Poetry: Getting Your Feet On The Ground

What if Chuck Berry had “No Particular Place to Go and Came to San Miguel? Would He Write a Song Like This?

GETTING YOUR FEET MORE ON THE GROUND

By Richard Adelman

Where are you going to place your feet

on this highly irregular street?

It’s hard to walk in San Miguel

from the look of the streets that’s easy to tell.

Getting your feet more on the ground

can be an experience very profound,

and learning to stand more fully erect

can create a very dramatic effect.

You will feel more in charge

as you take up a space sufficiently large.

Others won’t dare step on your toes,

for fear you’ll tell them where to go.

To be able to stand your very own ground, 

can result in a change that´s very profound.

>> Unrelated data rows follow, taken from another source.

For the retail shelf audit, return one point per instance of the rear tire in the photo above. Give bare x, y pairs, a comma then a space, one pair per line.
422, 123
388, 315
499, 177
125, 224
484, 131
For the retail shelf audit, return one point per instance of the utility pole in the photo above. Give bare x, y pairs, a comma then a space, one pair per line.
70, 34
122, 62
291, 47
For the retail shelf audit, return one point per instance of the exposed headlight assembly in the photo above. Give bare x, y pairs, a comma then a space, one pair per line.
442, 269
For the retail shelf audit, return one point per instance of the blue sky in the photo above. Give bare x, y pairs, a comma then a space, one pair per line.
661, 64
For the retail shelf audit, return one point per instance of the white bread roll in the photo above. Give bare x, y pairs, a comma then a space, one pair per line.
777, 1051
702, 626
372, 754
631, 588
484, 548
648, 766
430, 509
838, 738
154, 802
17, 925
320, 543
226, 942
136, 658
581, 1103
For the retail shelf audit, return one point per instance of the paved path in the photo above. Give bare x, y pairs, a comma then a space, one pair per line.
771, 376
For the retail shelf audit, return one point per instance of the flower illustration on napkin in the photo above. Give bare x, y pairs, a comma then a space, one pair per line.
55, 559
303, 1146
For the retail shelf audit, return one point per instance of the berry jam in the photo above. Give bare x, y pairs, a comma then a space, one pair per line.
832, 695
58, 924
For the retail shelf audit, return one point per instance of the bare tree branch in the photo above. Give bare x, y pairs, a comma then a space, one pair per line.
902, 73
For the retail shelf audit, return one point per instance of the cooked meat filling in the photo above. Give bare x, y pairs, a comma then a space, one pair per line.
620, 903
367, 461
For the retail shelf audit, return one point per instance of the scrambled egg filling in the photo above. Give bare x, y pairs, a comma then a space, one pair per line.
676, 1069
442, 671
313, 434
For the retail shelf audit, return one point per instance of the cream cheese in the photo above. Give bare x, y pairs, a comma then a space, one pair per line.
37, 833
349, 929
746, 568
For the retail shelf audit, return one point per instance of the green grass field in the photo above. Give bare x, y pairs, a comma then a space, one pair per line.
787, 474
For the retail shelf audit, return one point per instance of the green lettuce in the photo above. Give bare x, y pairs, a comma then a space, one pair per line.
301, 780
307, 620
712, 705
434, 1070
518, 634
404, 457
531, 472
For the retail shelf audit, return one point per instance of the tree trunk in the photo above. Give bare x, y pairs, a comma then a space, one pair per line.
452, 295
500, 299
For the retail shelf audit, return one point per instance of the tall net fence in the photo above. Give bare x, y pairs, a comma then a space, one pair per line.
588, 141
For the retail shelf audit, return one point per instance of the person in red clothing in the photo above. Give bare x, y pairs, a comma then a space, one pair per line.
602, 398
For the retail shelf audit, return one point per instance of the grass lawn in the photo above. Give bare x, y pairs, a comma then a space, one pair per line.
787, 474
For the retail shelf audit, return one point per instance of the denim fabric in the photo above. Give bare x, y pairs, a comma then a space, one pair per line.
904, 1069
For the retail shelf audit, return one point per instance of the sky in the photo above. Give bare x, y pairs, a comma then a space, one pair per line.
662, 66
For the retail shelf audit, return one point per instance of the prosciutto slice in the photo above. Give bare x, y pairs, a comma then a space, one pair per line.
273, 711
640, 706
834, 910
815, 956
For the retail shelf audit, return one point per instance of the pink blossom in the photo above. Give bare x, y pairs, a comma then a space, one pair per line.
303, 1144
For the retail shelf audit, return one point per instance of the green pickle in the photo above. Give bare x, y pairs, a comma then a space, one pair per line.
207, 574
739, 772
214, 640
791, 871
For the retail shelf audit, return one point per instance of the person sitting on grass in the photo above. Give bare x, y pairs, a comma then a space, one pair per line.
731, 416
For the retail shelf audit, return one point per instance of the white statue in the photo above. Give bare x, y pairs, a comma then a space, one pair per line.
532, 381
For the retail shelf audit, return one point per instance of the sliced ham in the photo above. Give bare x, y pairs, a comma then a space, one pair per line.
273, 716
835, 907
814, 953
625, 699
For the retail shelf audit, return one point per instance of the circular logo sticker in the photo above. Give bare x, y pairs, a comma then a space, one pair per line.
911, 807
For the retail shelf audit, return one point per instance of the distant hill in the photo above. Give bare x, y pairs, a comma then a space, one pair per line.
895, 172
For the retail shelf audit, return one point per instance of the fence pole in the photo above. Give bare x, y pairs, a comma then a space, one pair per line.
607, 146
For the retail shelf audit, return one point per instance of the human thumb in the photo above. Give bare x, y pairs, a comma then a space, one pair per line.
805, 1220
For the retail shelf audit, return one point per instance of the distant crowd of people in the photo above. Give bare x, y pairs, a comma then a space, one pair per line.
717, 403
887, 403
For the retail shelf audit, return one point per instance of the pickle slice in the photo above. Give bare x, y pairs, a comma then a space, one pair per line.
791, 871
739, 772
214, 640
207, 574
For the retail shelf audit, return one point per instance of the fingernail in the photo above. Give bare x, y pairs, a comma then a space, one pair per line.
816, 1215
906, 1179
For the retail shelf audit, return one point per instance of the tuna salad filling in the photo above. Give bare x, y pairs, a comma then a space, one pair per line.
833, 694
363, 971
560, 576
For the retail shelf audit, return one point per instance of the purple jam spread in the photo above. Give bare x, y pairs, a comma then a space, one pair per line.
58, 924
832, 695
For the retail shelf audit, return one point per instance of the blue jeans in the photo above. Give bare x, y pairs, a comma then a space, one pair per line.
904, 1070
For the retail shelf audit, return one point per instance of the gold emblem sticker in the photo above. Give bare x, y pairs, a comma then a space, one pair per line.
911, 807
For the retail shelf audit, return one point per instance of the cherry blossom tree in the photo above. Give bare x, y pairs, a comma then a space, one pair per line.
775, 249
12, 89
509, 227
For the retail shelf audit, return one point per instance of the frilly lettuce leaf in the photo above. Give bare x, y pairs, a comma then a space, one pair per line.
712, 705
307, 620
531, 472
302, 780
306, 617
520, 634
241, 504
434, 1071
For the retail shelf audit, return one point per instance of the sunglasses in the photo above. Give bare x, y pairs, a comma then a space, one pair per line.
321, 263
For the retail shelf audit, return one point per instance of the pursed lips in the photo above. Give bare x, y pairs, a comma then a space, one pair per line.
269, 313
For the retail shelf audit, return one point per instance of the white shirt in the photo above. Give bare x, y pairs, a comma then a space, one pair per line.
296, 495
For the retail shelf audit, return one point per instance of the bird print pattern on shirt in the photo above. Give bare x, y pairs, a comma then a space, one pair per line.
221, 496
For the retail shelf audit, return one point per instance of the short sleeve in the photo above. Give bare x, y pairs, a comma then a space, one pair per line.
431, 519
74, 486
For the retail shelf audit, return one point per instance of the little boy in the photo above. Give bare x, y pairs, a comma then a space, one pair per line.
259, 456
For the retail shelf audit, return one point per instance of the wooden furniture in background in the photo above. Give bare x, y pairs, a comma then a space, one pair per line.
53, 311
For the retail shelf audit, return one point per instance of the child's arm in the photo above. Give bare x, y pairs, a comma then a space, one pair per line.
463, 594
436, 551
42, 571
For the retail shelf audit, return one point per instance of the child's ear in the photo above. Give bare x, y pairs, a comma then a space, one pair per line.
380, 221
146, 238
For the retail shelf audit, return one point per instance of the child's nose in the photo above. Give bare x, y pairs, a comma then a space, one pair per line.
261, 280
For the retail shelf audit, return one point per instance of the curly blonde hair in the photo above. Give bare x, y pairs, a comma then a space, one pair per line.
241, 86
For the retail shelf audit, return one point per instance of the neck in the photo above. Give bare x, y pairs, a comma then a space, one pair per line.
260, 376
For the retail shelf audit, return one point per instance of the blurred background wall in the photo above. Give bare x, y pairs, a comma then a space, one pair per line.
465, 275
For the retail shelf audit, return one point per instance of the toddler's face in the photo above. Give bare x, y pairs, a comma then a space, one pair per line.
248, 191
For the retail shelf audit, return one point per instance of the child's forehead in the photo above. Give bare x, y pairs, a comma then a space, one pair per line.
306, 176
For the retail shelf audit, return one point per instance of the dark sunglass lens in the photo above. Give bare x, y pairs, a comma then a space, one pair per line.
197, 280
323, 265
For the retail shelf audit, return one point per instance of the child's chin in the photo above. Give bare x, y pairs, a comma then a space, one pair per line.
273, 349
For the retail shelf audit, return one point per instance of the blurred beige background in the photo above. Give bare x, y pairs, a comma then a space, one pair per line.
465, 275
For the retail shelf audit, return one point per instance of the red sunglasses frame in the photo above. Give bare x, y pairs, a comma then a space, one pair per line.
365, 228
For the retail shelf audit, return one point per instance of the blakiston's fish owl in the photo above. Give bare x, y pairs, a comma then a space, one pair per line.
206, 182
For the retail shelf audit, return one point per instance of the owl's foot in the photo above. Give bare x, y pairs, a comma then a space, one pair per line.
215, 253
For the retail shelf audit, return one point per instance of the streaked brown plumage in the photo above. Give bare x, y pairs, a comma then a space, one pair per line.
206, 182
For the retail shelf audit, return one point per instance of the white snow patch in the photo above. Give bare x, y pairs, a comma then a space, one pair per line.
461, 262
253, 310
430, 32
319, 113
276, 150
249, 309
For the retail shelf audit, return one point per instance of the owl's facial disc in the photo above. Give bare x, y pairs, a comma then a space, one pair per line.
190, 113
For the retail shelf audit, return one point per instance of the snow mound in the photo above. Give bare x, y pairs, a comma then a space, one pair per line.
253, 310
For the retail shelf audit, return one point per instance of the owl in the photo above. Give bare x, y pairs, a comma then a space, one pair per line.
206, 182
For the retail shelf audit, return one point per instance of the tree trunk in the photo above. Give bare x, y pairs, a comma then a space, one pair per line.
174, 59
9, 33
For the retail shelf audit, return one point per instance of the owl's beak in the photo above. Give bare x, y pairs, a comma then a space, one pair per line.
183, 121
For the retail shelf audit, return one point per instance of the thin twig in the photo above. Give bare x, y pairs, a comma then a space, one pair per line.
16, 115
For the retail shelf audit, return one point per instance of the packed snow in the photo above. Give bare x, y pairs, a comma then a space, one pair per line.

in your relationship with the other,

even with someone who seeks to smother.

Being able to say your limit is here,

means you no longer have to fear,

If someone tries to get in your face,

you’ll vanquish him without a trace.

If you want to be able to feel the ground,

you gotta learn to slow yourself down

to feel through the soles of your own two feet,

the support of the surface underneath.

With your weight solidly balanced on your feet,

you’ll be able to walk almost any street,

even the streets of San Miguel,

which were designed like streets from hell.

Richard Adelman works with fall prevention in his Feldenkrais movement education practice and he hopes that these poems may prevent a few falls also.